もう何度も言っているけれど、君がどこでどんなと女と話して、手紙をもらって、何時に帰ってこようとも、あまり興味はない。
わたしだって、好きな時間に出掛けて帰り、友達と食事くらいはする。それは、男だったり女だったりする。

それをどこかで寂しく思っていて、もしかしたら見栄かもしれない。
でももし、見栄だとしても。
見栄とプライドよりも、大切なものはない。
平気だ、といえる女でいたかった。
それは愛されている自身ではなくて、ひとりでも生きてゆけるという、毅然とした強さだった。

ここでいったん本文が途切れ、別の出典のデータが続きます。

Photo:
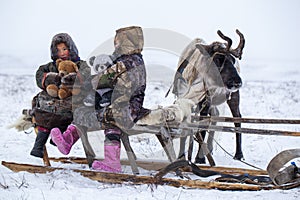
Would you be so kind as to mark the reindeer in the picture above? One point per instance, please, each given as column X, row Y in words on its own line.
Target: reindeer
column 207, row 74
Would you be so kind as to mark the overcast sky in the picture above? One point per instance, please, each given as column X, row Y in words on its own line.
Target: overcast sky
column 271, row 27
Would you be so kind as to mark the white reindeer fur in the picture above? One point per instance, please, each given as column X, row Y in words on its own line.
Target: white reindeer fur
column 178, row 112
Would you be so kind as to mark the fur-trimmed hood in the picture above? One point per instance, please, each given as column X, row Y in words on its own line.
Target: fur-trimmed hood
column 64, row 38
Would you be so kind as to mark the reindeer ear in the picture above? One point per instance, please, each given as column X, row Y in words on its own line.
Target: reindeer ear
column 204, row 49
column 58, row 61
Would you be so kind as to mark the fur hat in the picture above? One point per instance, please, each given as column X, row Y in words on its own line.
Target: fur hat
column 129, row 40
column 64, row 38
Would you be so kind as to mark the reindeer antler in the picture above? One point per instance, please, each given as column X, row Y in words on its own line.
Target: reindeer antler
column 239, row 50
column 227, row 39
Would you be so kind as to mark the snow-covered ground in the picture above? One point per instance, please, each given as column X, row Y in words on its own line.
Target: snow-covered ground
column 266, row 93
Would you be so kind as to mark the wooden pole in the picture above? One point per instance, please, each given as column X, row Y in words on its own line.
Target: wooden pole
column 243, row 120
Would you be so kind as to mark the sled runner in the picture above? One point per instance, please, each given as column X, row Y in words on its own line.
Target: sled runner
column 228, row 178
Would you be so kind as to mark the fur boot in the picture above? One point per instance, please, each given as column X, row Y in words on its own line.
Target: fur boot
column 40, row 141
column 65, row 141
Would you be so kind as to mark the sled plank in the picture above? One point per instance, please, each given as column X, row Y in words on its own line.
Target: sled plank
column 157, row 165
column 138, row 180
column 244, row 120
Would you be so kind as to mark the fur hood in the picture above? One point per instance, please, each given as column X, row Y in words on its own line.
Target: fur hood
column 64, row 38
column 129, row 40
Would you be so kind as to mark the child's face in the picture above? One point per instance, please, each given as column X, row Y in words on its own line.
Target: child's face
column 63, row 51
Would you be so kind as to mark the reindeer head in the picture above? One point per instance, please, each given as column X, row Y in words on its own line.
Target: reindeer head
column 225, row 58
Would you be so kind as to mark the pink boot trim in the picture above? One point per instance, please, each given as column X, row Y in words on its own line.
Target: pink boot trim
column 101, row 166
column 60, row 142
column 65, row 141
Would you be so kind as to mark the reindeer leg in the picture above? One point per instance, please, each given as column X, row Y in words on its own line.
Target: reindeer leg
column 181, row 154
column 233, row 104
column 200, row 159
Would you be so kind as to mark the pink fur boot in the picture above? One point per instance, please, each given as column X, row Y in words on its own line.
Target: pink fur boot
column 65, row 141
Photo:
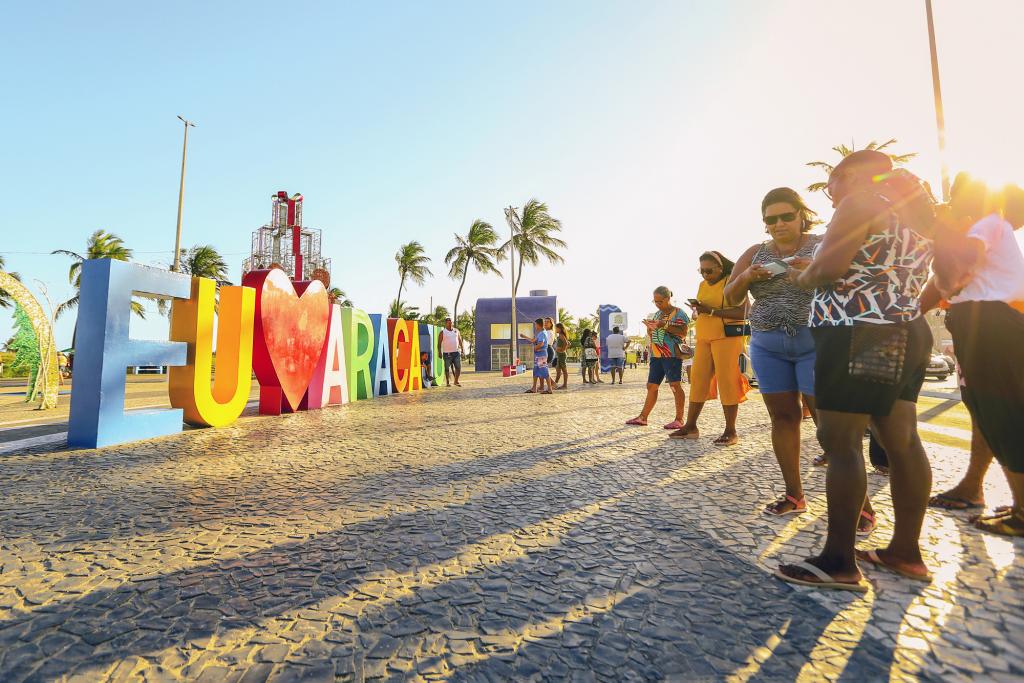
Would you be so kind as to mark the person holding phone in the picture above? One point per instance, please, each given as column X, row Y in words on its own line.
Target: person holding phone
column 781, row 345
column 666, row 329
column 717, row 353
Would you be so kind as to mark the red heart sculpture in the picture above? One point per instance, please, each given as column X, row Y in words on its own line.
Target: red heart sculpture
column 288, row 336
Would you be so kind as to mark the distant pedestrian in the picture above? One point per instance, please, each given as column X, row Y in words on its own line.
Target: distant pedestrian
column 666, row 330
column 540, row 343
column 561, row 349
column 719, row 343
column 450, row 345
column 616, row 344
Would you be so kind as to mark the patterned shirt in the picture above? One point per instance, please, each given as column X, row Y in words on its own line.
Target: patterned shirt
column 778, row 303
column 883, row 285
column 664, row 344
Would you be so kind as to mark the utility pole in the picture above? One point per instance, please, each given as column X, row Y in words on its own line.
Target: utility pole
column 940, row 121
column 181, row 194
column 512, row 217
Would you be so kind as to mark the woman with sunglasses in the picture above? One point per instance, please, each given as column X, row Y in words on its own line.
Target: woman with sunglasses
column 716, row 354
column 781, row 345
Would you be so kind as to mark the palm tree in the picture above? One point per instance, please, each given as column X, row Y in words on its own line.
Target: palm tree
column 201, row 261
column 339, row 296
column 845, row 152
column 466, row 324
column 406, row 311
column 532, row 237
column 413, row 264
column 476, row 249
column 436, row 316
column 100, row 245
column 5, row 301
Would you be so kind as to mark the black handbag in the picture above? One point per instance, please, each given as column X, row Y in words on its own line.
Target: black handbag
column 740, row 329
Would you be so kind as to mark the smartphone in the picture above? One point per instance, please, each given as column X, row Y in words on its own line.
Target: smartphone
column 775, row 266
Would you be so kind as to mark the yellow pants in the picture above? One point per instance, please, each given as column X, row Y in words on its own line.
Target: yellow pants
column 719, row 357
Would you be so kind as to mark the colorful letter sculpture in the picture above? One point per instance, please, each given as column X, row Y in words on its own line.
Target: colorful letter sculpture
column 103, row 351
column 192, row 322
column 358, row 340
column 306, row 352
column 290, row 326
column 380, row 363
column 329, row 385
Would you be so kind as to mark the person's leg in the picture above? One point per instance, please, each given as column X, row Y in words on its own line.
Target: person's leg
column 785, row 413
column 910, row 480
column 969, row 492
column 649, row 401
column 841, row 434
column 699, row 373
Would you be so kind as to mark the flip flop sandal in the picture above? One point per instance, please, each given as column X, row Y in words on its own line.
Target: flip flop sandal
column 947, row 502
column 871, row 557
column 1011, row 524
column 871, row 523
column 772, row 509
column 823, row 580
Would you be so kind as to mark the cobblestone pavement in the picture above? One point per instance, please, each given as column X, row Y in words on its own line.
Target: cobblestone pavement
column 474, row 535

「だって、ヨシオの話をすると、気分が悪いって言ってただろ?」と言われて、ああそういえばと思い出す。
ヨシオに、腹を立てていた。
女が何人いようと、ヨシオの暮らしからわたしが消えようと、それは関係のないことだけれど
ヨシオが、わたしの友達を裏切った、と聞いて腹を立てていた。

しばらくして、友達はヨシオを許しーーー許したというか、また一緒に過ごすようになったらしい。
ヨシオにも、友達にも、もう会ってないから知らないし、興味もないけれど。

ただ、友達はヨシオを許したのに、わたしは許せずにいる。
当事者じゃないって、そういうことだ。
自分が殴られたのならば、痛みが風化したときに、次に抱きしめられたときに許せるかもしれない。
でも、大切な人が殴られたとき、その怒りをどう消せばいいのだろう。
大切なその人自身が「許すよ」と言ったときに、もしかしたら許せるかもしれない。
でも、痛みは消えない。
覆水盆に返っても、どれほど濃さを失っても、忘れても、事実は事実なのだ。
それは幸福でもあり、残酷でもあり、どこまでも平等だった。

わたしの中で、ヨシオは「友達を裏切ったやつ」というレッテルだけが残った。
「ごめん」と、ヨシオは一度だけ電話をかけてきた。
でも、わたしに謝られても困る。

ああ、わたしだけがヨシオを許せない。
日に何度もその事実がめぐり、夢にも出た。
もう、ヨシオに腹を立てていたのか、許せない自分に腹を立てていたのかわからない。
ただ、ヨシオの話をするたび、心臓がぐしゃりと醜くひしゃげた。

「わたしは、ヨシオを許さなくてもいいと思っているよ」
いまは、そんなふうに思っている。
もう、ヨシオのいない日々を、寂しいとも感じなければ、会いたいとも思わなかった。
まるで最初から、いなかったみたいに。

そのときの君の顔を、思い出せない。
君とヨシオは、まだ友人同士だから、そんなふうに言われて悲しかったのかもしれない。
わたしの気持ちはもっともだ、と思ったのかもしれない。

そんな君の表情にまで、もう興味がなかった。
ぜんぶ、どうでもよかった。

怒るも何も、もうヨシオには興味がない。
怒りはあまりにも放置をすると、興味を失い、そしてなかったことへと帰着するのだと知った。身を以て、知ってしまった。
そしてそれは、いちばん残酷で、美しい結末だった。
怒りも悲しも沸かない。
もう、意味不明な刃で、自分も他人も傷つけることはないのだ。

そのことに安堵する反面、絶望する。
ああ、わたしはこんなにも他人に興味がない。どこまでも、冷たい人間なのだ。

ヨシオにも、君にも、その友達にも興味がない。
ただ、元気にしてくれていればいい、とは思う。
わたしから「元気?」とか「調子はどう?」と尋ねることはなかった。
ただ、同じように尋ねられることもなかった。

愛とは育むものだ。
毎日顔を見ていれば、好きになれる可能性はぐんと増える。人間とは単純だ。接触回数で、愛情までもコントロールできてしまう瞬間がある。
そして、会わないものへの愛情は減る。わたしはその速度が尋常ではないのかもしれない。

最後の思い出が美しければ、永劫の宝物になったはずだった。
いまでも、思い出せば心を灯すような記憶や友達は存在する。数は少なくないと思う。
わたしは、薄情かもしれない。きっとそうだ。
でもわたしは、わたしなりに友達を愛している。愛している友達がいる。

でも、ヨシオはそうじゃなかった。
これはただ、それだけの話だった。